The field of breath-based analysis is more than 40 years old. According to Loftus, a starting point for the concept were breathalyzer tests used by law enforcement to detect alcohol in exhaled breath, which have been in use since the 1970s. At the same time, breath is a notoriously difficult sample to capture and analyze compared to other sample types, such as blood, urine, and saliva.

"Exhaled breath ... is harder to study than other fluids, like blood or urine, because the substances of diagnostic value are at much lower concentrations than other types of bodily fluids," noted Loftus. "We are so successful at publishing diagnostics using those other fluids that the driver for this new technology is not as strong as it might be in a conventional setting, such as a hospital or clinic, where we can obtain a blood specimen and take it to the lab for a very comprehensive analysis."

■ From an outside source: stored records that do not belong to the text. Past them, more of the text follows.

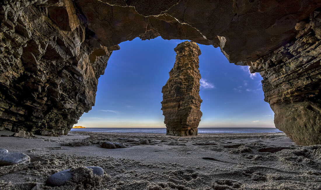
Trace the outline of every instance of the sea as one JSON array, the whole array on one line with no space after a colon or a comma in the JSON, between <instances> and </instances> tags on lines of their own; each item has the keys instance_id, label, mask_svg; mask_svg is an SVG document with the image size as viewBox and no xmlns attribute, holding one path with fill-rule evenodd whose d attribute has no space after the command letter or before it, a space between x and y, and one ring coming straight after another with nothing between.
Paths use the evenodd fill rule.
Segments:
<instances>
[{"instance_id":1,"label":"sea","mask_svg":"<svg viewBox=\"0 0 321 190\"><path fill-rule=\"evenodd\" d=\"M272 127L198 127L198 133L282 133ZM72 129L71 131L88 131L108 133L166 133L166 128L87 127Z\"/></svg>"}]
</instances>

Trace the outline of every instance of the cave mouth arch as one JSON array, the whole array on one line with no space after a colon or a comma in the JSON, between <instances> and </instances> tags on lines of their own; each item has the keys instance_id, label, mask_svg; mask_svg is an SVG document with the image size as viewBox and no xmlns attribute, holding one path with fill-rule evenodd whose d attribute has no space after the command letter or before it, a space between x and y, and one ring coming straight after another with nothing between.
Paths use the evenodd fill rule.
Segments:
<instances>
[{"instance_id":1,"label":"cave mouth arch","mask_svg":"<svg viewBox=\"0 0 321 190\"><path fill-rule=\"evenodd\" d=\"M165 127L160 110L161 87L175 61L174 48L184 41L137 38L120 44L120 49L113 52L99 78L95 106L75 125ZM199 45L203 50L200 56L200 69L204 75L200 93L204 99L202 108L205 110L200 127L265 127L267 125L262 123L267 122L270 124L267 126L274 126L273 117L268 116L272 111L263 100L261 77L253 75L252 79L247 67L229 64L218 48ZM240 102L241 106L233 108ZM249 105L253 110L244 111ZM258 108L264 109L260 111ZM258 111L259 114L254 115ZM257 120L260 121L252 122Z\"/></svg>"},{"instance_id":2,"label":"cave mouth arch","mask_svg":"<svg viewBox=\"0 0 321 190\"><path fill-rule=\"evenodd\" d=\"M219 47L260 72L277 127L321 144L319 1L27 1L1 5L0 129L66 134L118 44L160 36Z\"/></svg>"}]
</instances>

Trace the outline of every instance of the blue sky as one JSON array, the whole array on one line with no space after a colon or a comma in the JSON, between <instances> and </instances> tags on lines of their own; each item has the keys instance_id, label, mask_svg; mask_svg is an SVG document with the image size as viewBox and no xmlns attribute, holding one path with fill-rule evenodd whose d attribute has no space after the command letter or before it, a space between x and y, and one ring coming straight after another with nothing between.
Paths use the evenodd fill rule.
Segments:
<instances>
[{"instance_id":1,"label":"blue sky","mask_svg":"<svg viewBox=\"0 0 321 190\"><path fill-rule=\"evenodd\" d=\"M95 106L75 125L165 127L161 88L175 62L174 48L184 40L136 38L119 45L99 79ZM273 127L258 73L230 63L219 48L199 44L203 116L199 127Z\"/></svg>"}]
</instances>

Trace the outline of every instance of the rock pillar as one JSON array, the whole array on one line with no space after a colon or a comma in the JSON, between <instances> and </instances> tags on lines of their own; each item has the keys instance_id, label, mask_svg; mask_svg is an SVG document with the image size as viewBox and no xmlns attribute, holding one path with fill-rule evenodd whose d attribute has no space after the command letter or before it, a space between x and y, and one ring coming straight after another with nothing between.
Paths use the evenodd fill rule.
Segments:
<instances>
[{"instance_id":1,"label":"rock pillar","mask_svg":"<svg viewBox=\"0 0 321 190\"><path fill-rule=\"evenodd\" d=\"M201 50L196 43L188 41L179 44L174 50L176 61L162 89L166 134L197 135L202 116L198 70Z\"/></svg>"}]
</instances>

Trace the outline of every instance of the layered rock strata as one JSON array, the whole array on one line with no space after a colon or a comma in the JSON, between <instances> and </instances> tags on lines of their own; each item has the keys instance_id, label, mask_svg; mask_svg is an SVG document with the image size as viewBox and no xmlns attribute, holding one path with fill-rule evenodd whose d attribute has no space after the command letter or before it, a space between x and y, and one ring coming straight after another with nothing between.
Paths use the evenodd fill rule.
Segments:
<instances>
[{"instance_id":1,"label":"layered rock strata","mask_svg":"<svg viewBox=\"0 0 321 190\"><path fill-rule=\"evenodd\" d=\"M162 89L161 110L166 134L197 135L202 116L198 70L201 50L195 42L185 41L178 45L174 50L176 61L169 72L169 78Z\"/></svg>"},{"instance_id":2,"label":"layered rock strata","mask_svg":"<svg viewBox=\"0 0 321 190\"><path fill-rule=\"evenodd\" d=\"M321 12L296 24L295 39L251 63L260 72L276 127L297 144L321 144Z\"/></svg>"},{"instance_id":3,"label":"layered rock strata","mask_svg":"<svg viewBox=\"0 0 321 190\"><path fill-rule=\"evenodd\" d=\"M102 46L71 0L0 3L0 130L66 134L119 47Z\"/></svg>"}]
</instances>

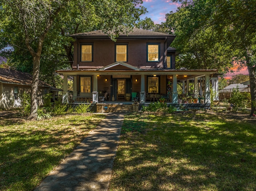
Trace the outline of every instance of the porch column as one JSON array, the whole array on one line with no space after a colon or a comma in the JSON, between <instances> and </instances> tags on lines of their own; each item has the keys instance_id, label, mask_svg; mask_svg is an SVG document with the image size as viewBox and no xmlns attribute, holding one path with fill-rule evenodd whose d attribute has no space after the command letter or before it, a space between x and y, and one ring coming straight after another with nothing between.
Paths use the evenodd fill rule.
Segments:
<instances>
[{"instance_id":1,"label":"porch column","mask_svg":"<svg viewBox=\"0 0 256 191\"><path fill-rule=\"evenodd\" d=\"M210 103L211 93L210 91L210 76L209 74L205 75L205 103Z\"/></svg>"},{"instance_id":2,"label":"porch column","mask_svg":"<svg viewBox=\"0 0 256 191\"><path fill-rule=\"evenodd\" d=\"M93 91L92 91L92 103L98 102L98 78L97 75L93 75Z\"/></svg>"},{"instance_id":3,"label":"porch column","mask_svg":"<svg viewBox=\"0 0 256 191\"><path fill-rule=\"evenodd\" d=\"M182 81L182 95L185 95L185 81Z\"/></svg>"},{"instance_id":4,"label":"porch column","mask_svg":"<svg viewBox=\"0 0 256 191\"><path fill-rule=\"evenodd\" d=\"M68 75L63 75L63 91L62 103L68 103Z\"/></svg>"},{"instance_id":5,"label":"porch column","mask_svg":"<svg viewBox=\"0 0 256 191\"><path fill-rule=\"evenodd\" d=\"M73 76L73 100L75 100L76 97L77 96L77 83L76 81L76 76Z\"/></svg>"},{"instance_id":6,"label":"porch column","mask_svg":"<svg viewBox=\"0 0 256 191\"><path fill-rule=\"evenodd\" d=\"M217 77L212 78L213 100L218 101L219 100L219 81Z\"/></svg>"},{"instance_id":7,"label":"porch column","mask_svg":"<svg viewBox=\"0 0 256 191\"><path fill-rule=\"evenodd\" d=\"M198 97L199 95L198 91L198 77L195 77L194 85L194 96L196 97Z\"/></svg>"},{"instance_id":8,"label":"porch column","mask_svg":"<svg viewBox=\"0 0 256 191\"><path fill-rule=\"evenodd\" d=\"M188 79L186 80L186 83L187 83L187 93L188 93L188 92L189 91L189 79Z\"/></svg>"},{"instance_id":9,"label":"porch column","mask_svg":"<svg viewBox=\"0 0 256 191\"><path fill-rule=\"evenodd\" d=\"M178 103L178 93L177 92L177 75L173 75L172 78L172 103Z\"/></svg>"},{"instance_id":10,"label":"porch column","mask_svg":"<svg viewBox=\"0 0 256 191\"><path fill-rule=\"evenodd\" d=\"M145 92L145 76L144 74L141 75L140 79L140 102L144 104L145 102L146 92Z\"/></svg>"}]
</instances>

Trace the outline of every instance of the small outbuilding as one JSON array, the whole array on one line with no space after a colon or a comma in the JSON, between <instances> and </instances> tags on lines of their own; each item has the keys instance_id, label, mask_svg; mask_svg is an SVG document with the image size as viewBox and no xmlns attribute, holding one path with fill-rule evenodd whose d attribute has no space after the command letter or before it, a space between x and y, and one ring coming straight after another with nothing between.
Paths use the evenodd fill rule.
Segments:
<instances>
[{"instance_id":1,"label":"small outbuilding","mask_svg":"<svg viewBox=\"0 0 256 191\"><path fill-rule=\"evenodd\" d=\"M0 68L0 109L10 109L20 105L20 98L24 92L30 93L32 76L30 74L10 69ZM56 89L39 80L38 103L43 104L43 96L53 93ZM53 91L52 91L53 90Z\"/></svg>"}]
</instances>

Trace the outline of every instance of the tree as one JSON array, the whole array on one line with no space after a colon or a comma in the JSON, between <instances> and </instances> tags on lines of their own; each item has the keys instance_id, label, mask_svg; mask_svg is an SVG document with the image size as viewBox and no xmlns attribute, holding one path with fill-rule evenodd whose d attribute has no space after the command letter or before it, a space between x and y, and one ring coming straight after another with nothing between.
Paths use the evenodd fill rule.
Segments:
<instances>
[{"instance_id":1,"label":"tree","mask_svg":"<svg viewBox=\"0 0 256 191\"><path fill-rule=\"evenodd\" d=\"M198 51L194 51L194 52L190 52L186 50L186 45L189 49L193 44L192 43L194 42L195 46L193 49L196 48L197 45L198 48L200 48L202 44L198 44L191 37L195 37L197 40L200 40L198 39L200 36L198 35L198 34L202 32L204 34L204 31L210 29L214 35L214 38L208 39L214 40L214 44L216 44L215 43L220 42L221 46L218 47L222 47L217 49L220 51L217 51L217 55L219 55L219 56L216 57L216 59L215 60L217 63L222 60L226 61L229 57L239 64L246 64L247 66L252 101L250 115L252 115L256 110L256 31L255 30L256 2L254 0L181 0L179 1L182 2L181 7L177 13L171 13L167 15L166 22L170 31L174 31L177 35L177 37L174 42L177 43L177 50L180 51L180 54L182 54L183 56L179 60L178 59L177 62L182 61L186 63L189 60L195 60L199 57L200 59L202 58L201 60L205 63L205 59L202 55L206 53L202 51L202 54L197 55ZM207 39L204 38L203 40ZM209 43L209 45L212 45L213 42L211 40L206 40L206 44ZM228 49L225 51L227 47ZM210 50L211 48L207 49L206 50ZM204 48L202 50L204 50ZM212 53L216 55L214 49L212 51ZM228 59L222 59L222 56ZM212 61L213 63L216 63L213 61L214 60ZM222 62L219 62L220 63ZM225 67L227 69L230 67L229 62L222 63L224 66L226 66L224 68L222 67L222 69ZM194 65L194 63L191 63L188 66L192 64ZM218 65L221 66L221 65Z\"/></svg>"},{"instance_id":2,"label":"tree","mask_svg":"<svg viewBox=\"0 0 256 191\"><path fill-rule=\"evenodd\" d=\"M232 76L229 81L230 84L238 84L242 83L246 81L249 81L249 76L242 74L239 74Z\"/></svg>"},{"instance_id":3,"label":"tree","mask_svg":"<svg viewBox=\"0 0 256 191\"><path fill-rule=\"evenodd\" d=\"M28 119L36 119L37 117L37 91L40 61L47 40L50 41L51 39L58 39L57 37L59 37L61 33L62 40L60 42L67 45L65 48L67 56L70 56L69 59L72 59L70 38L66 36L68 34L68 31L64 30L67 28L65 27L71 25L69 25L68 22L66 22L66 19L72 15L70 17L72 18L73 21L77 21L74 22L77 25L79 20L86 21L91 16L90 18L95 20L95 25L104 29L110 37L114 39L119 33L128 32L131 30L139 16L145 11L141 6L137 6L142 2L141 0L0 1L1 46L9 45L14 49L18 47L28 51L30 55L26 54L26 56L33 64L31 106ZM66 20L69 21L70 19ZM74 28L78 27L75 24L74 26ZM48 35L49 33L51 35ZM51 36L53 38L51 38ZM14 52L17 53L15 51Z\"/></svg>"}]
</instances>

That situation might be changing in light of the COVID-19 pandemic, where breath-based tests have emerged as a potential tool for mass screening. Imec, a Belgian R&D organization, is developing a breath-based test for SARS-CoV-2 that relies on a silicon sensor coupled to quantitative PCR. Numerous teams in academia and industry are developing similar tests, though none has received regulatory clearance to offer one in a clinical setting.

According to Loftus, in order for NASA's platform to make it out of R&D, a commercial partner is a must, and it will take some time to realize any diagnostic ambitions. "It's many years of work that we are facing in the future to develop this, but timelines can change depending on what is discovered in the laboratory," said Loftus.

Should NASA's platform make it past these hurdles, Loftus said such a tool could be deployed in situations where a point-of-care platform is a necessity.

"I think the real driver for this technology is in clinical arenas where we don't have access to conventional medical technologies," Loftus said. Such settings could include developing countries, he noted, and other places where "resources are limited and patients can't get to a clinical laboratory, because those resources just don't exist."